A. Dimension 1: Is intelligence separable from other mental phenomena?

When people think of intelligence and cognition, they often think of an agent being in some knowledge state, that is, having thoughts, beliefs. They also think of the underlying process of cognition as something that changes knowledge states. Since knowledge states are particular types of information states the underlying process is thought of as information processing. However, besides these knowledge states, mental phenomena also include such things as emotional states and subjective consciousness. Under what conditions can these other mental properties also be attributed to artifacts to which we attribute knowledge states? Is intelligence separable from these other mental phenomena?

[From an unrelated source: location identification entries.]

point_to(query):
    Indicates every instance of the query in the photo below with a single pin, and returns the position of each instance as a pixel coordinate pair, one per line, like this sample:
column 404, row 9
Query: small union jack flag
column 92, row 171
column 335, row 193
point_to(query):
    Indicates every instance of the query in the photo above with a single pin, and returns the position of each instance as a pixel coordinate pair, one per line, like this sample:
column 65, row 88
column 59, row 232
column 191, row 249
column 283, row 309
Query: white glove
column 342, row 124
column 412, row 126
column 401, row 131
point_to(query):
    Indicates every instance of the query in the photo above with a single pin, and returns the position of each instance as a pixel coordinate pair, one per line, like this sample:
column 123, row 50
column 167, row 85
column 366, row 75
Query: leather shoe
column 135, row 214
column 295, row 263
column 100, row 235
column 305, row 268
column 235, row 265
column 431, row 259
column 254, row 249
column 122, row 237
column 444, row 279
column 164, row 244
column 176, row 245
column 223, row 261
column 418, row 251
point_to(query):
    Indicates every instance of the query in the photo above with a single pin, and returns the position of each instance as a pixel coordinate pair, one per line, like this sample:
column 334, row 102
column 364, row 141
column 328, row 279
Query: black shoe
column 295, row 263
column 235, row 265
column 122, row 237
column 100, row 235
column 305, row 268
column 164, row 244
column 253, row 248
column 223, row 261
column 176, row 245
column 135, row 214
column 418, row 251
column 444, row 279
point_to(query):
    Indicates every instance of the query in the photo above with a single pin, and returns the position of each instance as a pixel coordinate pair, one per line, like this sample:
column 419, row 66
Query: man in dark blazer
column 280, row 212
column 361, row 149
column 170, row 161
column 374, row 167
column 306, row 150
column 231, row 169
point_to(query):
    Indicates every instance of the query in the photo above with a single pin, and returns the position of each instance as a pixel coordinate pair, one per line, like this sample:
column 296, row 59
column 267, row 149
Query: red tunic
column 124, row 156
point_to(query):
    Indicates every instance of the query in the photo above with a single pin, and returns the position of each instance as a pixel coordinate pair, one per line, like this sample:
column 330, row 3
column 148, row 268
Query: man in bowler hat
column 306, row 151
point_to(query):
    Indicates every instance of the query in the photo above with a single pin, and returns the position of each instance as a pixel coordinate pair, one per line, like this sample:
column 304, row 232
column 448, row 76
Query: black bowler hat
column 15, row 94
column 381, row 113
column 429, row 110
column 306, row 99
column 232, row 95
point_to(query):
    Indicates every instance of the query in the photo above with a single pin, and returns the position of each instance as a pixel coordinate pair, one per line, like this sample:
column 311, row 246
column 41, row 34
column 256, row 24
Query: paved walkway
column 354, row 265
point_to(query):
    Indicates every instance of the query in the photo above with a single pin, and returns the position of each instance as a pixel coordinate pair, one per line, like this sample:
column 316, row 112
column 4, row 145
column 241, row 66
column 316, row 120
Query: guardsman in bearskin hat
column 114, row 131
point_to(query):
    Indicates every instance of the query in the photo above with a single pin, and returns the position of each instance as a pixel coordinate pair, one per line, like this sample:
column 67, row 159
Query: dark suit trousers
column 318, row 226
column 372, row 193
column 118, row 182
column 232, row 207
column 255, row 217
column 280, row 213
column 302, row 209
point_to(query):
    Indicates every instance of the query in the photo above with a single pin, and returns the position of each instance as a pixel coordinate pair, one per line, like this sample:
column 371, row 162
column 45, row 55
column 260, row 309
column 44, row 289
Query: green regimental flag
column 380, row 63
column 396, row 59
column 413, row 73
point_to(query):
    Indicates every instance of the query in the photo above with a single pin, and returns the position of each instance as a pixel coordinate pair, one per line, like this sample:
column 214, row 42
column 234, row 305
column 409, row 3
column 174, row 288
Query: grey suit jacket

It is possible that intelligence can be explained or simulated without necessarily explaining or simulating other aspects of mind. A somewhat formal way of putting this Separability Hypothesis is that the knowledge state transformation account can be factored off as a homomorphism of the mental process account. That is: If the mental process can be seen as a sequence of transformations: M1 -->M2 -->..., where Mi is the complete mental state, and the transformation function (the function that is responsible for state changes) is F, then a subprocess K1 --> K2 -->. . . can be identified such that each Ki is a knowledge state and a component of the corresponding Mi, the transformation function is f, and f is some kind of homomorphism of F. A study of intelligence alone can restrict itself to a characterization of K’s and f, without producing accounts of M’s and F. If cognition is in fact separable in this sense, we can in principle design machines that implement f and whose states are interpretable as K’s. We can call such machines cognitive agents, and attribute intelligence to them. However, the states of such machines are not necessarily interpretable as complete M’s, and thus they may be denied other attributes of mental states.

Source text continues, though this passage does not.